The data comes from Survation, a BPC member company, and is (of course) based on a ~1,000 representative sample of Scottish voters. Everyone involved has the option for other questions (I’ve got one more I’ll be writing up later this week), and we’ll be offering a crowdfunding option shortly if you have burning questions in mind. Organisations wishing to take out questions should contact Survation – the omnibus format means there’s room for many more to be asked.

Each month we’ll be doing a Holyrood voting intention as well. So, without further ado, here are those numbers. Changes are to the 2011 result (with those results rounded to avoid false precision), and seat numbers are derived from Weber Shandwick’s Scotland Votes site – that will be the case until we have the capacity to do a seat predictor ourselves.

Parties Constituency Region Total
Vote share (+/-) Seats (+/-) Vote share (+/-) Seats (+/-) Seats (+/-) %
SNP 45 (±0) 44 (-9) 40 (-4) 15 (-1) 59 (-10) 45.7
Labour 34 (+2) 24 (+9) 28 (+2) 17 (-5) 41 (+4) 31.8
Conservative 13 (-1) 3 (±0) 11 (-1) 8 (-4) 11 (-4) 8.5
Liberal Democrats 5 (-3) 2 (±0) 7 (+2) 5 (+2) 7 (+2) 5.4
Scottish Greens - - 8 (+4) 10 (+8) 10 (+8) 7.8
Others 3 (+2) 0 6 (-3) 1 (±0) 1 (±0) 0.8

I’ll be honest, I’m surprised that such a small change in the first vote figures should lead to nine constituency losses for the SNP. Having sought to avoid false precision, though, the rounding does marginally bring down the level of change here (i.e. Labour would be up 2.3%, not 2% etc). But one of these seats has flipped already (Dunfermline), and there were a lot of other pretty narrow constituency wins for the SNP which this projection would see flip: Edinburgh Southern, Edinburgh Central, Clydebank and MilngaviePaisley, Kirkcaldy, Aberdeen CentralGlasgow Shettleston, and the closest 2011 result, Glasgow Anniesland. I’m not really sure about Weber Shandwick’s calculations for some of those, notably Clydebank and Milngavie and also Aberdeen Central, but so be it.

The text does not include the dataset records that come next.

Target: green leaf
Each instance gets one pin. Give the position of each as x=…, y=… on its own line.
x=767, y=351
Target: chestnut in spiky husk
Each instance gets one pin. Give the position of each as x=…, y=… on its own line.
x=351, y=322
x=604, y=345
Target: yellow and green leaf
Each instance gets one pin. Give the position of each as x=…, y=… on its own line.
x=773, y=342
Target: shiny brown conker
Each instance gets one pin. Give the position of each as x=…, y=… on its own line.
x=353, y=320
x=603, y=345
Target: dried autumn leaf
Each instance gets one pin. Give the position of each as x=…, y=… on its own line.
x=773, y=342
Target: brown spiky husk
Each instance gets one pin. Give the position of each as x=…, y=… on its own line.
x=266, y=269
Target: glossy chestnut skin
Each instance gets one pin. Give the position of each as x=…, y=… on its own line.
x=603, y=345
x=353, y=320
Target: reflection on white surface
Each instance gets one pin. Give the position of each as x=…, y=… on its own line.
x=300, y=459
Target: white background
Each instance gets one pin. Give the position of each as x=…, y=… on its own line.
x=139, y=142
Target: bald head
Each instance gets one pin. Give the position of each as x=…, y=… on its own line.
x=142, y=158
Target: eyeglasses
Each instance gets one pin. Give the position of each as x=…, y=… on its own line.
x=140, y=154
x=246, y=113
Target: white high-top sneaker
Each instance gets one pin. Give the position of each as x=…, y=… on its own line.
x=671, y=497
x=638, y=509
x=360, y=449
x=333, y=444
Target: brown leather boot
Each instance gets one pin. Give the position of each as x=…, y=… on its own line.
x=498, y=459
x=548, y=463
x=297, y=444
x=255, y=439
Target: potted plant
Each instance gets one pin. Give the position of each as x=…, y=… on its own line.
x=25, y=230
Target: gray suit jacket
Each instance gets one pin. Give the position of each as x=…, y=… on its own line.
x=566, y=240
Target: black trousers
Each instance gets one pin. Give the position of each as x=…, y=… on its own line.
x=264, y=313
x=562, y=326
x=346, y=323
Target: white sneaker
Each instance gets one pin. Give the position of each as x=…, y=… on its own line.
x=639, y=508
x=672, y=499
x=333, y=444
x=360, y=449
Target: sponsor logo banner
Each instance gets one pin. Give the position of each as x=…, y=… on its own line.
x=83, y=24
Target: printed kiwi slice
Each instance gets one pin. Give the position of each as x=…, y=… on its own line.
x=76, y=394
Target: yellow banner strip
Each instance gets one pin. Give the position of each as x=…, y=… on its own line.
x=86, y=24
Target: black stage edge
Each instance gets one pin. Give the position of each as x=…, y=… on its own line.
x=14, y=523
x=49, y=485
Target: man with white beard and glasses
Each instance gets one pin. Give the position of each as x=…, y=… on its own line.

The two other surprising results would be the Lib Dems being up a little but still being beaten by the Greens on the second vote. Again, much as I’d like to see a Parliament full of Greens, I suspect the party’s ground campaign remains too weak to support quite this level of triumph: probably three in Lothian, two each in Glasgow and Highlands, plus one each in North East Scotland and Mid Scotland & Fife, and one in either South or West. Quite the haul.

And in terms of who would form the next Scottish Government, an SNP-led administration would seem inevitable on those numbers, either a numerically stronger minority than the 2007-2011 period or a coalition with their pick of any one of the three smaller parties.

Clearly all of this is over the event horizon of the independence referendum, so it’s just a bit of fun. But for the SNP to be looking strong for a third term despite the coordinated fire they’re taking in the referendum debate is still quite extraordinary: it’s not hyperbole to say that they do look to have forged themselves into the default party of government at Holyrood. More next month!